He spent some time then chatting informally with rural well-wishers, while waiting for Murphy Roden, who had driven the Cadillac with License Plate Number 1 from Washington to New Orleans and was to call for its owner that afternoon in Baton Rouge. The Senator was due to make one of his fiery radio broadcasts over a state-wide hookup that night at eight in the Roosevelt Hotel. After a late lunch at the Heidelberg Hotel coffee shop he read the first installment of a biographical sketch of his career which had just appeared on the newsstands that day in the Saturday Evening Post. Then at length, with a group of friends and a cadre of bodyguards to see him off, he left for New Orleans. The bystanders urged him in parting to “pour it on ’em, Kingfish ... give ’em hell, Huey, you’re just the boy that can do it!” The party reached the Roosevelt barely five minutes before he was scheduled to begin broadcasting.

He spoke that night for a little more than three hours, interrupting the early portion of his program from time to time to say, as was his custom on such occasions:

“This is Senator Huey P. Long talking, and since the lying newspapers won’t tell you these things, I’ll get the boys to play a little music for the next five minutes or so, and while they’re doing that you go call some friends and neighbors on the telephone and let them know I’m on the air, and if they really want the truth they can turn on their radios and tune in.”

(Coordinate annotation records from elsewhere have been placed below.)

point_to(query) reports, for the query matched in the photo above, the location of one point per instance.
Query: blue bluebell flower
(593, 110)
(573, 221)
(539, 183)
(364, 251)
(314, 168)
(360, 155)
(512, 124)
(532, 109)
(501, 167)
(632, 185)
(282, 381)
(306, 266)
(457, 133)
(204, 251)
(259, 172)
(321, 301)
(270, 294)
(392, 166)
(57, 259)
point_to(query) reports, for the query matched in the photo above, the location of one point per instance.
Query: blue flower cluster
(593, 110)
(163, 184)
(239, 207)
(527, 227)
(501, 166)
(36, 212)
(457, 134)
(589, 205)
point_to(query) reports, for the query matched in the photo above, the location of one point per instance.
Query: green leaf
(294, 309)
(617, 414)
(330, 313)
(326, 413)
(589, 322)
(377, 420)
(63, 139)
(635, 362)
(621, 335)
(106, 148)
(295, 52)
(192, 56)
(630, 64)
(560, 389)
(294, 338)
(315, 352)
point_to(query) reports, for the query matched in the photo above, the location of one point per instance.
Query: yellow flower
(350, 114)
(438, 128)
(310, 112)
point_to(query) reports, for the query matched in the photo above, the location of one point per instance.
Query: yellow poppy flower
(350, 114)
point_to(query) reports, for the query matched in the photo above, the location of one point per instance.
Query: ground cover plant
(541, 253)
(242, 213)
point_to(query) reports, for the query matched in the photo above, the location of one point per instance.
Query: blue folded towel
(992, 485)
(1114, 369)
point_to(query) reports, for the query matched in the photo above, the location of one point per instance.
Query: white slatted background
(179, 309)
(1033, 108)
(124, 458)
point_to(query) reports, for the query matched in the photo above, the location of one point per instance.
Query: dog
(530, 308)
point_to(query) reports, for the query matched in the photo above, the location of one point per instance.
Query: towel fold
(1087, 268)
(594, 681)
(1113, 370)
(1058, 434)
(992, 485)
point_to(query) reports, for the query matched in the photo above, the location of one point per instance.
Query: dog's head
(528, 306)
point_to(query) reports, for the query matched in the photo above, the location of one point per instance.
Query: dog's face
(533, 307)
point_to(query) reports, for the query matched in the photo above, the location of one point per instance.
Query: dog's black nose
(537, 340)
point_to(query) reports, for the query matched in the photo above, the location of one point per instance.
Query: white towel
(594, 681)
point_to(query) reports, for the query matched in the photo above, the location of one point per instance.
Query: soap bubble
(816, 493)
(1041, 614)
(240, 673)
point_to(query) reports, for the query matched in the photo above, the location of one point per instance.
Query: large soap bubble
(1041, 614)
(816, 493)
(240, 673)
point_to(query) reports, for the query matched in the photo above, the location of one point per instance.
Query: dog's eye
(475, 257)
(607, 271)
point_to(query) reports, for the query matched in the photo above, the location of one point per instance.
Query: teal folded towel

One of the major proposals he made public that night was a project for enabling unusually gifted high-school students to continue their education through college at virtually no cost to themselves or their parents. Education for the underprivileged—e.g., the free-schoolbook law—had been one of the most potent elements in the grand strategy of his drive for popular support when he first entered public life. It highlighted the last public address of his career as well.

“One thousand boys and girls,” he pledged, “will be given a practically free college education at L.S.U. next year. We’ll select the ones that make the best grades and send them through college, a thousand of them for a starter. I already asked Dr. Smith [Louisiana State University president] whether he could do it beginning this fall, if we came up with a hundred thousand dollars extra for the University appropriation, and he said, well, he might be able to do it, anyway he would try. So I asked him could he do it if we gave him an extra two hundred thousand dollars, and he said yes indeed he sure could. So I told him we would give him three hundred thousand dollars just to make sure he had enough.”

Of course he attacked the Roosevelt administration at the national level and for its intrusion via patronage into the local arena of Louisiana politics; and equally of course he “poured it on” Mayor Walmsley, Congressman Sandlin, “the whole old plunderbund that you’ve done got rid of once and that Roosevelt is trying to saddle back onto you.”

At intervals the musicians would play “Every Man a King,” and Senator Long, who claimed authorship of the lyrics but could not carry a tune, would recite one chorus to the band’s accompaniment; and once he recited a chorus of “Sweetheart of L.S.U.,” for which he had also written the lyrics to music composed by Castro Carrazo, the state university’s bandmaster.

At the end of his three-hour stint he was driven to his home in posh Audubon Boulevard and spent the night there with his family. But he was up and away early enough the next morning—Friday—to eat breakfast in the Roosevelt Hotel coffee shop, talking with an uninterrupted succession of callers while he was at the table, and again in his twelfth-floor suite, access to which could be gained only if one were passed by a succession of bodyguards. Technically, these were officers of the State Bureau of Investigation and Identification, which had come into being during Long’s term as governor.

The bill creating it was introduced by an anti-Long member as a nonpolitical measure, at a time when Louisiana had no state constabulary. The jurisdiction of each sheriff and his deputies was restricted to his county. What the backers of the new measure sought was the creation of a force which, working in conjunction with the F.B.I., would have state-wide jurisdiction.

Instead of opposing this, on the ground that it was inspired by political opponents, Long espoused it enthusiastically, and then turned it into a personal elite guard whose powers were broader than those of any mere local peace officer. Certain particularly trustworthy members of the group were assigned to duty as his bodyguards.